# Text 1: Vector space models
**Internet Analytics - Lab 4**

---

**Group:** K

**Names:**

* Kim Lan Phan Hoang
* Robin Lang

---

#### Instructions

*This is a template for part 1 of the lab. Clearly write your answers, comments and interpretations in Markodown cells. Don't forget that you can add $\LaTeX$ equations in these cells. Feel free to add or remove any cell.*

*Please properly comment your code. Code readability will be considered for grading. To avoid long cells of codes in the notebook, you can also embed long python functions and classes in a separate module. Don’t forget to hand in your module if that is the case. In multiple exercises, you are required to come up with your own method to solve various problems. Be creative and clearly motivate and explain your methods. Creativity and clarity will be considered for grading.*

In [1]:
import pickle
import numpy as np
from scipy.sparse import csr_matrix
from utils import load_json, load_pkl

from nltk.stem.wordnet import WordNetLemmatizer

# load the files and initialize the punctiuation to remove
courses = load_json('data/courses.txt')
stopwords = load_pkl('data/stopwords.pkl')
punctuation = '.?!,;:-–()[]{}"/\'0123456789%*+='

## Exercise 4.1: Pre-processing

### Pre-process the corpus to create bag-of-words representations of each document

In [2]:
# initialize the minimum and maximum times any term may appear
# terms that occur less than MIN
# or more than MAX times get filtered
MIN = 10
MAX = 2000

# note: downloading wordnet is required
# command: python -m nltk.downloader
#   in the console
lemmatizer = WordNetLemmatizer()

In [3]:
# function to construct n-grams of any length n
# based on the solution found on
# http://locallyoptimal.com/blog/2013/01/20/elegant-n-gram-generation-in-python/
def find_ngrams(input_list, n):
    return [str(x[0] + " " + x[1]) for x in list(zip(*[input_list[i:] for i in range(n)])) ]

In [4]:
courses_proc = {}
words = {}

# construct the dictionaries for the courses and terms
for c in courses:
    cid = c['courseId']
    
    # transfer all to lowercase, remove punctuation and numbers
    desc = c['description'].lower().translate(str.maketrans('', '', punctuation))
    # remove stopwords
    desc_proc = [lemmatizer.lemmatize(word, pos='v') for word in desc.split() if word not in stopwords]
    
    desc_2grams = find_ngrams(desc_proc, 2)
    desc_proc.extend(desc_2grams)
    
    # create a dict of all words
    for w in desc_proc:
        if w in words:
            words[w] += 1
        else:
            words[w] = 1
    
    if cid in courses_proc:
        # some courseIds appear multiple times
        # for those, we decided to append the desctiptions to each other
        courses_proc[cid].extend(desc_proc)
    else:
        courses_proc[cid] = desc_proc

In [5]:
words_filtered = []

# filter most and least frequent words
for w in words:
    if words[w] > MIN and words[w] < MAX:
        words_filtered.append(w)

In [6]:
courses_proc2 = {}

# remove all the words that have been filtered out from the descriptions
for c in courses_proc:
    courses_proc2[c] = [word for word in courses_proc[c] if word in words_filtered]

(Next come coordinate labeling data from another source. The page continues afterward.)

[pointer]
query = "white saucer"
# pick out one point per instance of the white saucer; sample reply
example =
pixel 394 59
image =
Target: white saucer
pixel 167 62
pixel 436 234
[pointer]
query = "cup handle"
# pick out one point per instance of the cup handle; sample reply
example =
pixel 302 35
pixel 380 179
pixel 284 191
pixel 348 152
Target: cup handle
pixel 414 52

### Explain which kinds of cleaning you implemented and why

* Make sure every courseId only appears once. If it appears more than once, append the two descriptions
* Change all cheacters to lowercase, to avoid the same word being considered different. Additionally, all words in stopwords.pkl are in lowercase, so this ensures all words are removed correctly
* Remove punctuation, numbers and other symbols, for the same reason as above. Only the words are important, not percentages or numbers.
* Remove stopwords, as these don't carry any information about the content of the document
* filter most and least frequent words, as they only mess up the results when trying to find similarities between documents. commomn words will be in almost every document, rare ones in almost none.
* Lemmatization, to detect only words with different meaning. Identical words, such as "is" and "are" will automatically be transformed to "be", the same is true with multiples ("documents" -> "document").
* n-grams: 2-shingles, to detect frequent combinations of words. Infrequent shingles are filtered just like infrequent words. No higher degrees for the sake of performance.

### Print the terms in the pre-processed description of the $9^{th}$ class in alphabetical order.

In [7]:
# print the fill description of the 9th course
print(sorted(courses_proc2[courses[9]['courseId']]))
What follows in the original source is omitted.